Dr Ray Moynihan (PhD), senior research fellow at Bond University, said expanded disease definitions were often decided upon by panels muddied by conflicts of interest, and had the potential to be harmful.

Writing in Australian Prescriber, Dr Moynihan quoted the former president of the UK’s Royal College of GPs, Dr Iona Heath. “Whenever I see the sort of guidelines that are, right now, driving overdiagnosis and overtreatment, I think of this: our responsibility not to follow the rules,” Dr Heath has said.

The psychiatry handbook, the DSM-5, had been widely criticised for expanding the scope of a number of disorders, Dr Moynihan said, but the same phenomena had played out multiple times with the development or expansion of prediabetes, hypercholesterolemia, gestational diabetes, hypertension and osteoporosis.

And his own research had revealed that people on panels deciding guidelines often had extensive financial links to industry, Dr Moynihan said.

A 2013 analysis by he and his colleagues looked at conflicts of interest on panels that had affected the way disease definitions were constructed, finding almost all decided to widen the definition.

“What was particularly obscene was the fact that the people who sat on the hypertension panel were directly tied to companies that sold hypertension drugs. It’s no surprise, but it’s such an egregious conflict of interest,” Dr Moynihan said.

Twelve of 14 panels were chaired by someone with industry ties, and the average number of companies a member with disclosures was tied to was seven.

“However hard it is, this is why doctors need to be suspicious about the disease definitions and the diagnostic thresholds that are given to them via guidelines,” Dr Moynihan warned.

But contradicting guidelines could raise concerns about possible legal ramifications, and it was time for medical bodies such as the RACGP to give this serious attention, he said.

One fear among doctors is that they might miss something, so there’s a tendency to do more than is necessary, and diagnose and treat more than necessary to mitigate that fear of litigation, he said.

“But if that fear of litigation is genuinely standing in the way of us addressing too much medicine, then we have to confront it.”
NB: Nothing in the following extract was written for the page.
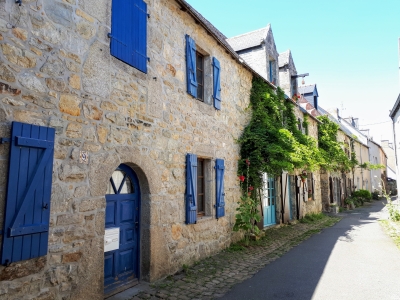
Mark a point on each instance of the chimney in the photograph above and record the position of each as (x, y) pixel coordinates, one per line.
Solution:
(334, 112)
Professor Paul Glasziou, director of Bond University’s Centre for Research in Evidence-Based Practice, agreed it was time for the RACGP to seriously vet guidelines that changed disease definitions.

The numerous and changing guidelines impact on GPs, who then have to interpret which definition to use, making it very difficult for the average practitioner to grapple with what it all means in context, he said.

“We either need a system where there is a lot more generalist input to guidelines and clearer rules about the development of guidelines … or else we need to train up all GPs to be more critical. Probably a combination of both is ideal,” Professor Glasziou said. 

He commended the RACGP for holding the line against introducing new broader definition for gestational diabetes to Australia in its 2014 guidelines.